The Alliance of Confessing Evangelicals was birthed out of the work of the late pastors Donald Grey Barnhouse and James Boice, who led Tenth Presbyterian Church in Philadelphia.

“There are those who are after the flesh, and there are those who are after the Spirit,” Barnhouse preached in a sermon entitled “Two Kinds of People.” “Those who are in the flesh, walking after the flesh, are the last to suspect their condition. … Men may be living according to their conscience and yet be walking after the flesh, both practically and religiously.”

“If conscience is not enlightened by the Holy Spirit, it is a blind guide. Conscience will only tell you what you think to be right, but you must bring your conscience to the standard of God’s word to judge if what you think is right,” he proclaimed. “There are many in our congregations over whom our hearts yearn. Alas, they are in a dangerous state. Rocked to sleep in satan’s cradle; conscience at rest, undisturbed …”

The Alliance website similarly states that “The purpose of the Alliance’s existence is to call the Church, amidst a dying culture, to repent of its worldliness, to recover and confess the truth of God’s Word as did the reformers, and to see that truth embodied in doctrine, worship, and life.”


Denton teaching on 1689 Confession

Ryan Denton, an ordained Baptist minister who serves as an evangelist with Old Paths Church in El Paso, Texas and has taught on the 1689 Confession, told Christian News Network that he disagrees with the Alliance’s view.

“[T]o appeal to the 1689 to justify the type of behavior that we see in this particular case is either an utter misunderstanding of what chapter 21 teaches or a willful shutting of the eyes for the sake of brushing everything under the rug,” he stated. “Either that or the 1689 needs to be thrown in the garbage for promoting licentious, carnal behavior, which is not the case.”

Denton pointed to 2 Corinthians 6:14, which asks, “What fellowship has light with darkness?”

“Horror movies, death metal, and dark fiction are all offshoots of the occult. It glorifies violence, chaos, and most egregiously, death,” he stated. “In a culture where death is already promoted—look at abortion and assisted suicide, for example—for any Christian to participate or even enjoy such satanic-driven amusement is beyond alarming. Much less for a supposed minister of the gospel to do so.”

“It’s one thing for a minister or Christian to humbly struggle with these sins. It’s another to flaunt them,” Denton, who served for a time as a pastor in New Mexico, continued. “We can’t forget that the Lord says to be separate from the darkness (2 Cor. 6:17), not to grovel in it.”


In regard to the other material posted online, such as “The Thong Song” clip, he asked, “All I have to say is, would you ever catch Paul acting this way? Much less our Lord?”

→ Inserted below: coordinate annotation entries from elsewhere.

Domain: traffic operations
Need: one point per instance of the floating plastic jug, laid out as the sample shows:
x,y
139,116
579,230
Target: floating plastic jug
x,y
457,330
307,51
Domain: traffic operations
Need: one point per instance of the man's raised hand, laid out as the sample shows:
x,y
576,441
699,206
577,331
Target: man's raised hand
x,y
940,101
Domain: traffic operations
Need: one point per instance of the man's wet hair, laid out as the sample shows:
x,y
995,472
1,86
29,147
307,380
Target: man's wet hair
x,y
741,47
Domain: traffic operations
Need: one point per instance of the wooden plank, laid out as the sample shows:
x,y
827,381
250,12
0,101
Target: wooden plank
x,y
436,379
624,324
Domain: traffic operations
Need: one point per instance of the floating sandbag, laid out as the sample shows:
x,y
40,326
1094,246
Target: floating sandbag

“Considering his office as ‘pastor,’ it’s more than alarming behavior. It’s something you would see among high schoolers or frat boys,” Denton said. “In no way does this reflect the 1689’s teaching on Christian liberty, which again is not a license to sin, but a call to holiness since sin has been paid for.”

He pointed to Hebrews 12:1-2, which states that Christians are to “lay aside every weight” that keeps one from running the race properly.

“Whenever a man like this is placed as a speaker at a conference, it gives the obvious impression that the conference organizers endorse this man’s teaching and lifestyle. The two are not divorced,” Denton said. “In fact, the lifestyle is what gives credibility to the teaching in many ways. So, it makes the statement that ‘we approve of this man.'”

Christian News Network reached out to Thorn via his Doctrine and Devotion site, which states on the contact page, “If you have any complaints or concerns, please email them to your best friend. He probably cares a lot more than we do.”

The automated response reads, “Thanks for taking the time to send us a note. We read them all and only make fun of the really dumb ones.”

Numerous requests surrounding the questions submitted to Thorn were not returned.